I want to share with everyone here the more detailed Call for Papers for BABEL's and postmedieval's sessions for the 50th International Congress on Medieval Studies to be held in Kalamazoo, Michigan from May 14-17, 2015. Although the official, printed CFP lists me as the primary contact person [eileenajoy@gmail.com], please send your proposal and Participant Information Form by September 15th to the persons listed below who actually dreamed up these sessions [and if any proposals reach me, I will, don't worry, forward them on]:
1. Quantum Medievalisms [roundtable] // Sponsor: postmedieval: a journal of medieval cultural studies // Organizer: Angela Bennett Segler, New York University
proposals to: angela.bennettsegler@nyu.edu
*it should be noted that this session is part of a cluster of sessions spread out across many sponsoring organizations on Medieval Materialisms [see and join, if interested, the Group page for that on Facebook HERE]
This panel uses a direct parallel with Quantum Physics to prompt interrogations of basic structures of figuring matter and temporality within scholarship of the Middle Ages. As the name suggests, the idea has a dual legacy. In classical Latin, “quantum” is the accusative form of the adjective “quantus,” usually paired with “tantus” to indicate questions of what size, how much, or magnitude of greatness. In its adverbial counterpart, “quantum” designated a comparison of quantity: “as far as,” “as much as,” “as great as.” Even from the Patristic writers, though, we find that “quantum” has become a noun that is no longer a comparison or a description of quantities, but a stand-in for quantity itself. In contemporary culture, the word “quantum,” carries with it the connotations of modern physics that, beginning with Einstein and Planck, define basic units of light and energy (respectively) as “quanta.” Quantum physics deals primarily with the level of the atomic and subatomic nature of all matter, at which levels the classical distinctions between matter and energy, wave and particle collapse completely. All things—light, energy and matter — are simultaneously waves and particles, and due to Bohr’s principle of complementarity it is the observer who intervenes via her scientific apparatus and determines what she is observing. One of the ramifications of Bohr’s interpretation is the idea of quantum entanglement. Quantum entanglement means that all elements of a system are simultaneously affected as the system is affected. As those elements disperse — an inevitability according to the laws of thermodynamics — the system itself does not disassemble but becomes diffuse. Action upon the system will still simultaneously affect every iota of the system, even if those elements are light years apart.

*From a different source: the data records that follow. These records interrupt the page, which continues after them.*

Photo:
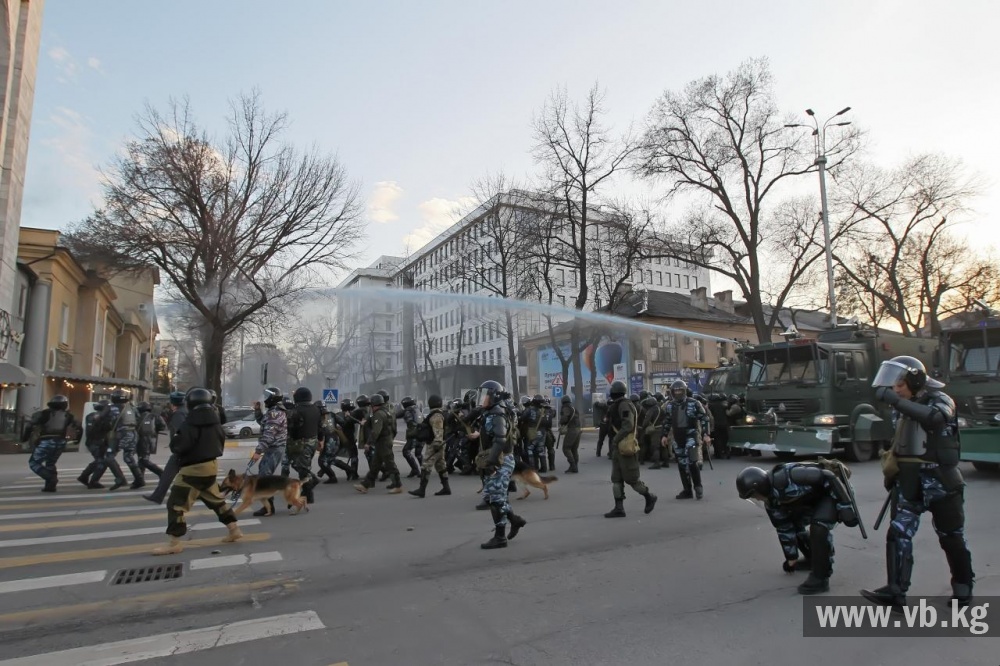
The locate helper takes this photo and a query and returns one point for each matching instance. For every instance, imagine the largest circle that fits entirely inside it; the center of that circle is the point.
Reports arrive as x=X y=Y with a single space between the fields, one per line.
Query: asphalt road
x=390 y=579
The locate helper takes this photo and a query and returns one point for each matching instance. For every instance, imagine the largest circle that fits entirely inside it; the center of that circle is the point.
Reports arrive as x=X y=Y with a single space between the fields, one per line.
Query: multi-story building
x=460 y=317
x=367 y=326
x=84 y=334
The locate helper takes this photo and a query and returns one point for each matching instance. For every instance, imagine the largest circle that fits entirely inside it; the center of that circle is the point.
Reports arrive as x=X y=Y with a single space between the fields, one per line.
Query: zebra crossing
x=50 y=544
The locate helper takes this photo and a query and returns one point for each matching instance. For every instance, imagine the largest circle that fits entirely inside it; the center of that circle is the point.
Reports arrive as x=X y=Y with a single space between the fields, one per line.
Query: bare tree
x=908 y=267
x=579 y=155
x=722 y=142
x=235 y=226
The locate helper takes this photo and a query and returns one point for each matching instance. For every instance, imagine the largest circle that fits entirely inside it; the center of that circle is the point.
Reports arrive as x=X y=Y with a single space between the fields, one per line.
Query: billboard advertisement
x=606 y=361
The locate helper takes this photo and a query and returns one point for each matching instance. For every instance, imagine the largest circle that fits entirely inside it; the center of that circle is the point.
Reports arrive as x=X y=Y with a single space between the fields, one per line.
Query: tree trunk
x=215 y=343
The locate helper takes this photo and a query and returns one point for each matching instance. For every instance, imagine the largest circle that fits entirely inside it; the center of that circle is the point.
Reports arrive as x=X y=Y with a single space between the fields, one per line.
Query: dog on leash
x=263 y=488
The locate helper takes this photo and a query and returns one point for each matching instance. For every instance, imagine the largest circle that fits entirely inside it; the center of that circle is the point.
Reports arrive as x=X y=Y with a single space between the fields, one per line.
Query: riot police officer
x=495 y=437
x=921 y=471
x=625 y=464
x=804 y=503
x=51 y=425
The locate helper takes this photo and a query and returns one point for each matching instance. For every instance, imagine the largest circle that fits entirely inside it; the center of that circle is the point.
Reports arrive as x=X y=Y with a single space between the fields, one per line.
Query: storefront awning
x=15 y=374
x=101 y=381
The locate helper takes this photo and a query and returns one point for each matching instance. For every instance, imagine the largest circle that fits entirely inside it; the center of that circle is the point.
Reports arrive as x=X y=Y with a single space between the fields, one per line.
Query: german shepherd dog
x=527 y=475
x=263 y=488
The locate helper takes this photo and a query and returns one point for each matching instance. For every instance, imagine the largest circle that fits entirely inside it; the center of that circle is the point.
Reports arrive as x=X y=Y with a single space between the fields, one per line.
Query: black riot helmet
x=617 y=390
x=753 y=483
x=58 y=402
x=272 y=396
x=678 y=390
x=197 y=397
x=906 y=369
x=489 y=389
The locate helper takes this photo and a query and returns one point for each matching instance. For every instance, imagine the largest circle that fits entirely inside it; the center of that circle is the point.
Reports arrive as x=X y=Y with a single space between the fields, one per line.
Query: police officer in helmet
x=925 y=477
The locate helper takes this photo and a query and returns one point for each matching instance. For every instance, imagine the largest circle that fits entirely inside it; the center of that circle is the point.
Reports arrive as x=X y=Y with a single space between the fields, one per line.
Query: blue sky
x=420 y=98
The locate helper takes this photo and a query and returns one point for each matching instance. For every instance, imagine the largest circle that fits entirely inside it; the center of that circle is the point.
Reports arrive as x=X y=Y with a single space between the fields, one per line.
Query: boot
x=618 y=511
x=445 y=488
x=516 y=523
x=422 y=490
x=898 y=575
x=498 y=540
x=234 y=533
x=172 y=547
x=650 y=502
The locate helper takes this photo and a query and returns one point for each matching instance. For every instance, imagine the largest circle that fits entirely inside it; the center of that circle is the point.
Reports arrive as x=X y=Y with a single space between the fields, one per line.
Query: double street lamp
x=819 y=135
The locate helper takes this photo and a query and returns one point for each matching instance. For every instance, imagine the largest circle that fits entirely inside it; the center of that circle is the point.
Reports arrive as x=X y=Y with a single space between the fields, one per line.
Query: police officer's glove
x=887 y=395
x=846 y=515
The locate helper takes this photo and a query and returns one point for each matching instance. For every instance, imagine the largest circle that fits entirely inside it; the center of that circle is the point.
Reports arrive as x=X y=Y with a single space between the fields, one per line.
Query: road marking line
x=146 y=602
x=79 y=512
x=54 y=496
x=52 y=581
x=116 y=534
x=104 y=501
x=99 y=553
x=235 y=560
x=86 y=522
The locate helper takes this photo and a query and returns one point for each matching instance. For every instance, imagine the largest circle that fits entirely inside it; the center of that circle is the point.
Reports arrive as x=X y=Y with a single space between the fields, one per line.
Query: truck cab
x=970 y=367
x=813 y=396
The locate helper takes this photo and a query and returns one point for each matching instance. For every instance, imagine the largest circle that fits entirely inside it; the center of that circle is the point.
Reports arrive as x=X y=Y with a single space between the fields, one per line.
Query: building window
x=64 y=326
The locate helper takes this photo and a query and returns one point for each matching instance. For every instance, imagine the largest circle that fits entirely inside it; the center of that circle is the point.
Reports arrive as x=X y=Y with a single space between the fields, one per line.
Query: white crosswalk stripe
x=182 y=642
x=66 y=538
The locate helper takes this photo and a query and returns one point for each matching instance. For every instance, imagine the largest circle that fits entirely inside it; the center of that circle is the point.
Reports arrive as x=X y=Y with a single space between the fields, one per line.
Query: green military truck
x=971 y=369
x=813 y=396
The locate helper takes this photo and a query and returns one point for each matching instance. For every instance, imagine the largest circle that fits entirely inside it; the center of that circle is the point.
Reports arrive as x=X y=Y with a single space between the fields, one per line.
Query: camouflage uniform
x=685 y=423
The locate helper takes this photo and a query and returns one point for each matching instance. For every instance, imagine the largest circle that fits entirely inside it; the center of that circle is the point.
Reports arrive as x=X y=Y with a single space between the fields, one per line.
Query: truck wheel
x=859 y=451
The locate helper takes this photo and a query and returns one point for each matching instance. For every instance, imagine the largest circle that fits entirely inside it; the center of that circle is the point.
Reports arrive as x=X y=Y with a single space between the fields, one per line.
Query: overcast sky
x=421 y=98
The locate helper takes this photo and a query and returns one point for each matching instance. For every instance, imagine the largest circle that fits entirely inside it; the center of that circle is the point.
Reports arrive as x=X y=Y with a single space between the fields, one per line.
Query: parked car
x=243 y=427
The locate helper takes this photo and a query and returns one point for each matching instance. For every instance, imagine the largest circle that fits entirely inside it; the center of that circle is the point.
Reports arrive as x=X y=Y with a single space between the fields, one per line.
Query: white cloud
x=383 y=200
x=438 y=215
x=66 y=65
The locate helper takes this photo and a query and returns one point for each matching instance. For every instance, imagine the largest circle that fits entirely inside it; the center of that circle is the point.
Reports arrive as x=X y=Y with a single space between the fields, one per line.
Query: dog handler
x=198 y=445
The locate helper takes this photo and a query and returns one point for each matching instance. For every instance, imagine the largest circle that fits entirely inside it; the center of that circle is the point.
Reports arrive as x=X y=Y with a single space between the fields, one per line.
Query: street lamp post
x=819 y=134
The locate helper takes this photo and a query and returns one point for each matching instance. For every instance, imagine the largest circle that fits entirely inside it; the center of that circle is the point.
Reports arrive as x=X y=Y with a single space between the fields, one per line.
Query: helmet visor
x=889 y=374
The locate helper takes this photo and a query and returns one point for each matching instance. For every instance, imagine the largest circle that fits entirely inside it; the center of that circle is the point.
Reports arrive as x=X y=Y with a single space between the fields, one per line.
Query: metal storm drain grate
x=148 y=574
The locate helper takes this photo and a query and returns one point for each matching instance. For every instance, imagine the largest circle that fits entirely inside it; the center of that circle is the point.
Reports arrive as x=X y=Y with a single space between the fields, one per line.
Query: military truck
x=809 y=396
x=970 y=366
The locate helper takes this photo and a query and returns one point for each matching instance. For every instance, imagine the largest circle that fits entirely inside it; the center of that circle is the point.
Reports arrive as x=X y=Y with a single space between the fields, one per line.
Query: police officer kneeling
x=921 y=471
x=804 y=503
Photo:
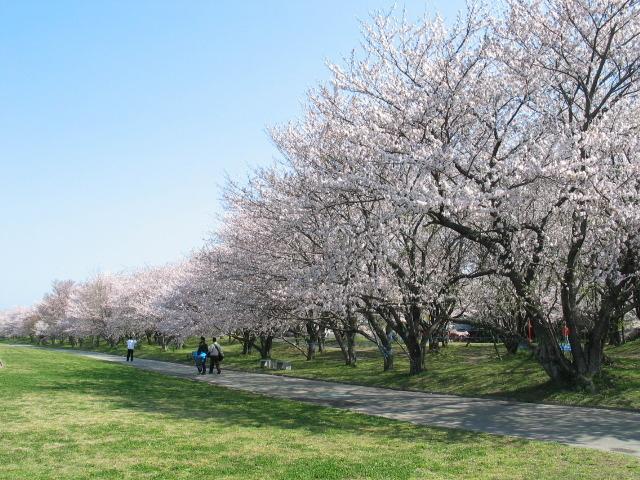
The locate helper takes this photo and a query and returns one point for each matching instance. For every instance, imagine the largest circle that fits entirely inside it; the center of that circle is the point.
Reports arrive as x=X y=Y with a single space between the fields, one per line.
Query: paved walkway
x=609 y=430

This panel will comprise short papers that not only consider the quantum nature of medieval philosophy and natural philosophy (science), but also the ways in which the implications of quantum physics may necessitate a re-reading of the temporality of the Middle Ages themselves. If time is relative, action at a distance (spatial or temporal) is simultaneous, and all possibilities occur simultaneously, how does that affect the way we read our own constitution of medieval phenomena? If we reject classical causality, what do the terms “premodern,” “modern,” “postmodern,” and Latour’s “nonmodern” even mean? In what ways are we entangled with the Middle Ages, physically and philosophically? Ultimately, the discussants will raise questions about our relationship to the past, to history, and to tradition based upon our understanding of the most fundamental units of matter, and the panel also serves as a prelude to a special issue of postmedieval on "quantum medievalisms" to be published in 2017.

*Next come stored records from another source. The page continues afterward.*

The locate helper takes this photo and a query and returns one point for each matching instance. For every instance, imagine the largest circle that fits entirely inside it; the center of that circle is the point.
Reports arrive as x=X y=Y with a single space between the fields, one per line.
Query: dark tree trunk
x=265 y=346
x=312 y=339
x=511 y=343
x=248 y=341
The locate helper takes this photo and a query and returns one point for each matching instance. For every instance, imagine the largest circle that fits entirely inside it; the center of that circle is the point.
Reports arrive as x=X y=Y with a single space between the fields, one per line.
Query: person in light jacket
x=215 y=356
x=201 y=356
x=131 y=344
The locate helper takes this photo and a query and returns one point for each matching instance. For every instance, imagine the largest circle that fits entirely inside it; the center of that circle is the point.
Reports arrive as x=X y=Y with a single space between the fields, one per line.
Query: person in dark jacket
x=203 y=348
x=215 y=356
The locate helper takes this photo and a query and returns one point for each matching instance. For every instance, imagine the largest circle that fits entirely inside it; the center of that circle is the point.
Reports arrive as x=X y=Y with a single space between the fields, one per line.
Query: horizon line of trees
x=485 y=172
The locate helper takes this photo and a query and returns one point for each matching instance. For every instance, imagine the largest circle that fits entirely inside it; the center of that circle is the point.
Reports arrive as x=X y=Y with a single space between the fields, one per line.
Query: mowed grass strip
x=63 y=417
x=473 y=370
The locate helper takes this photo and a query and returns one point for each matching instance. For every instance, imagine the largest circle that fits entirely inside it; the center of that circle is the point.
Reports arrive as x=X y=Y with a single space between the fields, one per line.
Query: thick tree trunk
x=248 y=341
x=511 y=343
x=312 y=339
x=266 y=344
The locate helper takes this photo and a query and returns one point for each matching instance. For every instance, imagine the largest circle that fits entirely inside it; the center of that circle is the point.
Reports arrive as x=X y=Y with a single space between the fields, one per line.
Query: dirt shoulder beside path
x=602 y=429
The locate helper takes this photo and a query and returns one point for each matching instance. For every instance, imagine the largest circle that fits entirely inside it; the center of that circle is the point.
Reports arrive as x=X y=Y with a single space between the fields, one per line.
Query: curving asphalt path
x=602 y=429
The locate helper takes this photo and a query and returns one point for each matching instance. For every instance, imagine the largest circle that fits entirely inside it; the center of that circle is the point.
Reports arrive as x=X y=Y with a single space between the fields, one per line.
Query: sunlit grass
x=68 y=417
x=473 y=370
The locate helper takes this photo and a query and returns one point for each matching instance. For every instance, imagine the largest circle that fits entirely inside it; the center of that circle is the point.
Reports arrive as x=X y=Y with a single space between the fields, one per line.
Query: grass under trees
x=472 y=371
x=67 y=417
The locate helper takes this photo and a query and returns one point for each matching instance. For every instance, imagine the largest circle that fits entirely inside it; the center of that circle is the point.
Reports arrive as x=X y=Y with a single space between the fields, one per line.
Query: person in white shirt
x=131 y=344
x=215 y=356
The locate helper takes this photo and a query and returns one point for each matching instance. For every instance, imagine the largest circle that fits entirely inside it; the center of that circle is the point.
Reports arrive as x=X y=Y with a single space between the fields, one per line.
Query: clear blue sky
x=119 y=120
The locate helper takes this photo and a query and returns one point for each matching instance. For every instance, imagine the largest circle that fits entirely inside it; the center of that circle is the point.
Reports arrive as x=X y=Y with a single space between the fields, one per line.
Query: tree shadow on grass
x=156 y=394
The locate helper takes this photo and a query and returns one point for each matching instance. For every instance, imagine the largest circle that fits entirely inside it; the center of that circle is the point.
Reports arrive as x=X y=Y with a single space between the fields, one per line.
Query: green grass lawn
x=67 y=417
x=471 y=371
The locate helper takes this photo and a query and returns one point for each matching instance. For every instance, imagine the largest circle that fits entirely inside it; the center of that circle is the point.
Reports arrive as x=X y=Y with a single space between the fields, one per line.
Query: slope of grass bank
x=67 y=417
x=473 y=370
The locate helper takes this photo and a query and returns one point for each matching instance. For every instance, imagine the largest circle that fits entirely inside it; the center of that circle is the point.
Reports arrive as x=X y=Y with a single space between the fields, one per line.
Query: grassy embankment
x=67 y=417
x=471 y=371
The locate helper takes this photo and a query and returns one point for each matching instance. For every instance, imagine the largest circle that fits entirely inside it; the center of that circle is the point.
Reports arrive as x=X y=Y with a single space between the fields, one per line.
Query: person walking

2. Carolyn Dinshaw's Chaucer's Sexual Poetics, 1990-2015 [roundtable] // Sponsor: BABEL Working Group // Co-Organizers: Rita Copeland, University of Pennsylavnia + Bruce Holsinger, University of Virginia
proposals to: bh9n@virginia.edu
The year 2015 marks the 25th anniversary of Carolyn Dinshaw's Chaucer's Sexual Poetics [CSP] a book that has had a transformative and lasting impact on the study of medieval literature and culture. More than a thematic study of women, gender, and sexuality in the Canterbury Tales, the book proposed a mode and theory of reading medieval literature — a sexual poetics — that arose from medieval hermeneutics and biblical exegesis, and that inspired a generation of readers to find new and newly feminist ways of comprehending the gendered idioms of medieval writing in their full complexity. Several of Dinshaw's key phrases from the book — "Eunuch Hermeneutics," "Reading Like a Man," and others — would become shorthand for particular interpretive turns in medieval literary studies, while initiating strands of anti-homophobic criticism that would develop in subsequent queer medievalist work by Dinshaw and others. This session will examine the legacy and influence of CSP in Chaucer studies and medieval literary studies more generally. Where has feminist literary criticism gone since CSP, and with what implications? How might we think about CSP in relation to later developments in queer and feminist theory? What did it mean to talk about "reading like a man" in 1990, and what might such a phrase imply now? Carolyn Dinshaw has agreed to serve as a Respondent for the session.